Nothing to bank on but biscuits

What I suspected about banks has proved true. These days they will do anything to get customers.

One morning last week, my dog received a letter from the biggest bank in the state offering him twelve percent on his money. If you doubt this I will show you the letter, clearly addressing him by his given and family names at the correct house. There is no mistake. I know that banks are squeezed between the high interest rates of the Federal Reserve and the low rate mortgages they were issuing a few years ago, so I try not to be judgmental about this ploy to snare my schnoodle (front half poodle, with his schnauzer ancestry in the arrears).

Over the past few years my childlike faith in banks has eroded somewhat. When I first moved to this small New Hampshire town it didn't boast a single bank. Now we have three branch banks, and choosing among them was a puzzlement. They offered the same low interest and those checking accounts with monthly reports that defied balancing. Finally I settled on two banks, one for my personal account and the other for business.

Having been brought up to believe that banks are infallible, it took a long time before I waked to the fact that all flubs were not mine. When banks make mistakes they are awesome. One bank had a new bookkeeper with a Robin Hood turn of mind. She switched my small account with the local supermarket account, and I ended up with a monthly balance that made me feel like an heiress until I checked with the manager.

Finally I decided it was less confusing to do all my checking at a single bank. The question was - which? Each bank was situated in the center of town, the tellers were equally friendly and informal (some knitted in their cubicles), and each bank had a drive-up window. This was essential, for at drive-up windows I get what is never dispensed inside the bank. Dog biscuits. Whenever one of my dogs is in the car, the drive-up teller dips her hand into a dog biscuit box and comes up with a treat. My animals are so enchanted by this that we have, at times, had to pull a dog out of the deposit drawer.

It was hard to choose between the two banks until we discovered that one offered better biscuits and more of them. So I switched my personal account to that bank and told it why. It now knows if its management economizes on dog biscuits at least one customer will take a walk (with dogs).

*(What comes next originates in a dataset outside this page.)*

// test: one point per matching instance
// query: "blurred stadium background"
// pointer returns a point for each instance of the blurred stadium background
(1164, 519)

Word must have gotten around to the financial market that the way to healthier bank assets is through canine depositors, hence the letter to my schnoodle. Or perhaps they simply got his name through the phone book. Since I have two houses, at one of which my art and writing students reside, it was necessary to put the teaching telephone in another name or people would be calling me at the wrong house. The telephone company representative suggested that I use the name of a member of the family. All my dependents are four-legged , so it remained only to pick the one who has both a given and family name. This was the schnoodle, and he was duly listed with two extensions.

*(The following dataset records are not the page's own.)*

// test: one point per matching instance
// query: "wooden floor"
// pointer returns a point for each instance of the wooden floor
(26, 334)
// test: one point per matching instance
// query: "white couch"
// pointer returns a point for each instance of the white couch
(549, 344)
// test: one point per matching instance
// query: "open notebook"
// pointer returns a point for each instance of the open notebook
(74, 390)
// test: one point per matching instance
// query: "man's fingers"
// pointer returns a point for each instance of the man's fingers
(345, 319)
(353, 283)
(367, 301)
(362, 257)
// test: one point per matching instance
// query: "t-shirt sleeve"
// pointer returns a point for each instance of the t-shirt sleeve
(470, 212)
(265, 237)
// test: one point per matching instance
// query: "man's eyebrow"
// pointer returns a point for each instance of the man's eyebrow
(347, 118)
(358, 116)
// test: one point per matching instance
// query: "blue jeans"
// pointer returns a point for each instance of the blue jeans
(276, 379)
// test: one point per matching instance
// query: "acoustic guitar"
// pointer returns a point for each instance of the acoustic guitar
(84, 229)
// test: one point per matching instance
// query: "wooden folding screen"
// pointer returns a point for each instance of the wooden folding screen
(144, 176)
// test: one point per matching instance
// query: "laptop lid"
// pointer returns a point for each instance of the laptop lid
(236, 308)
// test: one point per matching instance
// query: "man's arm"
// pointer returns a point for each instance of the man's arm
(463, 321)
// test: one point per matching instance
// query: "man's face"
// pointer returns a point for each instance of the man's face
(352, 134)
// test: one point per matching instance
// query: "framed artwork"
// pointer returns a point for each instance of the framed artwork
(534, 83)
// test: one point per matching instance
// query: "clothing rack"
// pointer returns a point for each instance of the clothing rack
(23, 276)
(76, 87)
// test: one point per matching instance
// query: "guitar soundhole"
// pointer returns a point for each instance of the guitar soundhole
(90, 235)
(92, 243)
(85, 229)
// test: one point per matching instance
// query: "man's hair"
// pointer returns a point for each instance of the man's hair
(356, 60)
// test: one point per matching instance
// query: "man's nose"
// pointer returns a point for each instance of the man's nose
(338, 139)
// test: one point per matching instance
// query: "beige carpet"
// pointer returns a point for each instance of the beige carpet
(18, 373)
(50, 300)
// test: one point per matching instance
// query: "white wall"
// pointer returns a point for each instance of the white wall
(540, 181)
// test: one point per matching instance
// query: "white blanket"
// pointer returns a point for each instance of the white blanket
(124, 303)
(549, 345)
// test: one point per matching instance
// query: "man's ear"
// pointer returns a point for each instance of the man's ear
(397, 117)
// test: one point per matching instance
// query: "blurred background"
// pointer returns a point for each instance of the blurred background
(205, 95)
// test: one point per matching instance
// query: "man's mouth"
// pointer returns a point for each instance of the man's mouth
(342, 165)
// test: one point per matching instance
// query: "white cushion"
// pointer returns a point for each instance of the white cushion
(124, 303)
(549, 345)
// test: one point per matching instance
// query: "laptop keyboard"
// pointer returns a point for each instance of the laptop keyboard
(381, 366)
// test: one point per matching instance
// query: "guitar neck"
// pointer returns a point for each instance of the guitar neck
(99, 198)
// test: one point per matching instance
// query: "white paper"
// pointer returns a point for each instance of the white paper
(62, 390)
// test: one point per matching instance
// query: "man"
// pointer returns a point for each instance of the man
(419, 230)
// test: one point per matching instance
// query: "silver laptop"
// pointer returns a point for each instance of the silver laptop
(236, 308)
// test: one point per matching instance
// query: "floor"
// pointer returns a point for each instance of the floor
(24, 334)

I did insist that the phone bills be sent directly to me, but the telephone company computer must have had other ideas, for the bills keep coming in the schnoodle's name. At first this was offputting for the mail carrier, but now he hails the schnoodle with great glee when there is a letter for him.

I don't object to the dog's investing his capital in this out-of-town bank if he chooses. Right now his assets include a fine custom-made doghouse inherited from our malamute and one rather nice blue collar. We all want to raise our families with good saving habits, so I will not hold him back. I am even willing to mail in his deposits and absorb the cost of postage myself.

It's probably time he got an allowance anyhow. He performs his chores without complaint, cheerfully greeting my students and watching over the cats, who are prone to squabble. I figure this is worth about five dollars a week. Over the course of a year I compute that his twelve percent interest will amount to half a dozen boxes of biscuits, which isn't bad, provided the bank sends us a good brand. I suppose now my three other dogs will begin campaigning for their own allowances. Becky will probably go for the twelve percent, although she used to be the old-fashioned sort who believed in hiding her hoard. A good portion of Becky's biscuits got buried in the holes she digs, located where only she knows. Last year when a backhoe came in to dig around our millstream Becky broke into a fury of barking, and kept trying to chase the mammoth machine off our land. We couldn't figure why a normally friendly dog should become the Hound of the Baskervilles. Then one of the workers discovered they'd been picking up some of Becky's long-buried biscuits with the backhoe. I think that experience has sold her on banking her biscuits.

Today the postman delivered another letter to the schnoodle. A prestigious company would like to persuade him to invest in annuities. My neighbor up the road has been saying this country is going to the dogs. He doesn't know how far.